Added Value of Quantitative Apparent Diffusion Coefficient Values for Neuroprognostication After Cardiac Arrest

Objective

To test the prognostic value of brain MRI in addition to clinical and electrophysiologic variables in patients post–cardiac arrest (CA), we explored data from the randomized Neuroprotect Post-CA trial (NCT02541591).

Methods

In this trial, brain MRIs were prospectively obtained. We calculated receiver operating characteristic (ROC) curves for the average apparent diffusion coefficient (ADC) value and percentage of brain voxels with an ADC value <650 x 10–6 mm2/s and <450 x 10–6 mm2/s. We constructed multivariable logistic regression models with clinical characteristics, EEG, somatosensory evoked potentials (SSEP), and ADC value as independent variables to predict good neurologic recovery.

Results

In 79/102 patients, MRI data were available and in 58/79 patients all other data were available. At 180 days post-CA, 25/58 (43%) patients had good neurologic recovery. In univariable analysis of all tested MRI measures, average ADC value in the postcentral cortex had the highest accuracy to predict good neurologic recovery, with an area under the ROC curve (AUC) of 0.78. In the most optimal multivariable model, which also included corneal reflexes and EEG, this measure remained an independent predictor of good neurologic recovery (AUC 0.96, false-positive 27%).
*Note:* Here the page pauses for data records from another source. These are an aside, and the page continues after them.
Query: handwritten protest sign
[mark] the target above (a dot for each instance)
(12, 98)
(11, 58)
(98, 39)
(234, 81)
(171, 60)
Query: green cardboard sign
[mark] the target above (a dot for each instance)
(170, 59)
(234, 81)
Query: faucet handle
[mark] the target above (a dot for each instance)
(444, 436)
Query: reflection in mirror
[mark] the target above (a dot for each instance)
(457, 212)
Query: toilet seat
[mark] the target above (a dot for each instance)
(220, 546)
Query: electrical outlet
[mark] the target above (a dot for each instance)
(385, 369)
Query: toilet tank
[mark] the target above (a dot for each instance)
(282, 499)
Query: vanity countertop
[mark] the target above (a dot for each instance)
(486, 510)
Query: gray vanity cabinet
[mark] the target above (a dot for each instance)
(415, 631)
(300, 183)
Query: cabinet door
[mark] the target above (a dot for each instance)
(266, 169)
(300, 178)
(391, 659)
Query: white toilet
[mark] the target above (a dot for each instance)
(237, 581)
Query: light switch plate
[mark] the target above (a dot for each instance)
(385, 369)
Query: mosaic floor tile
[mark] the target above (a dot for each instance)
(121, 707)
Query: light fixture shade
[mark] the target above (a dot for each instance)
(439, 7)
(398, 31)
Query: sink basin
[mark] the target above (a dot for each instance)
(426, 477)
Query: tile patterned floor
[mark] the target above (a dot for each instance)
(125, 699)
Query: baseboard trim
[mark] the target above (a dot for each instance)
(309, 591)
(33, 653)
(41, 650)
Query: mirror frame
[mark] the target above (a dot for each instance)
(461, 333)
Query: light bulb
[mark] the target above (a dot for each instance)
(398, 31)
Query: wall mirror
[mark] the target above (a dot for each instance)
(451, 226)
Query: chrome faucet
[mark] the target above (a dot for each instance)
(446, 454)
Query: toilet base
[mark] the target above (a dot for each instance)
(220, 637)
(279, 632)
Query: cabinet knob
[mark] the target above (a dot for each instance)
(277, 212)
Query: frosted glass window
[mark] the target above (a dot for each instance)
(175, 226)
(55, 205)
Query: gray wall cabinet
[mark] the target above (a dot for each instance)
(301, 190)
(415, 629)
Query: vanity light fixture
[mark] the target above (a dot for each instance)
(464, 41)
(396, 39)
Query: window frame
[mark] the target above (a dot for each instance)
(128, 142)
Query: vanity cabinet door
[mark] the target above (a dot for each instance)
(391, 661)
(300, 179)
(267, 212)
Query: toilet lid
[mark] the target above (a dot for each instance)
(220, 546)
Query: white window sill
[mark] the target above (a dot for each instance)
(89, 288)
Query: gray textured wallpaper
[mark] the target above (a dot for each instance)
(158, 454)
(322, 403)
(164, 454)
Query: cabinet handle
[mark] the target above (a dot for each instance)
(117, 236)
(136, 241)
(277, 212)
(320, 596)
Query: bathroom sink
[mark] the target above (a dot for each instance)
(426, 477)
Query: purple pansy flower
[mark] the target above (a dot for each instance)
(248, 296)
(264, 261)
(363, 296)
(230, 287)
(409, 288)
This model provided a more accurate prediction compared to the most optimal combination of EEG, corneal reflexes, and SSEP (p = 0.03).

Conclusions

Adding information on brain MRI in a multivariable model may improve the prediction of good neurologic recovery in patients post-CA.

Classification of Evidence

This study provides Class III evidence that MRI ADC features predict neurologic recovery in patients post-CA.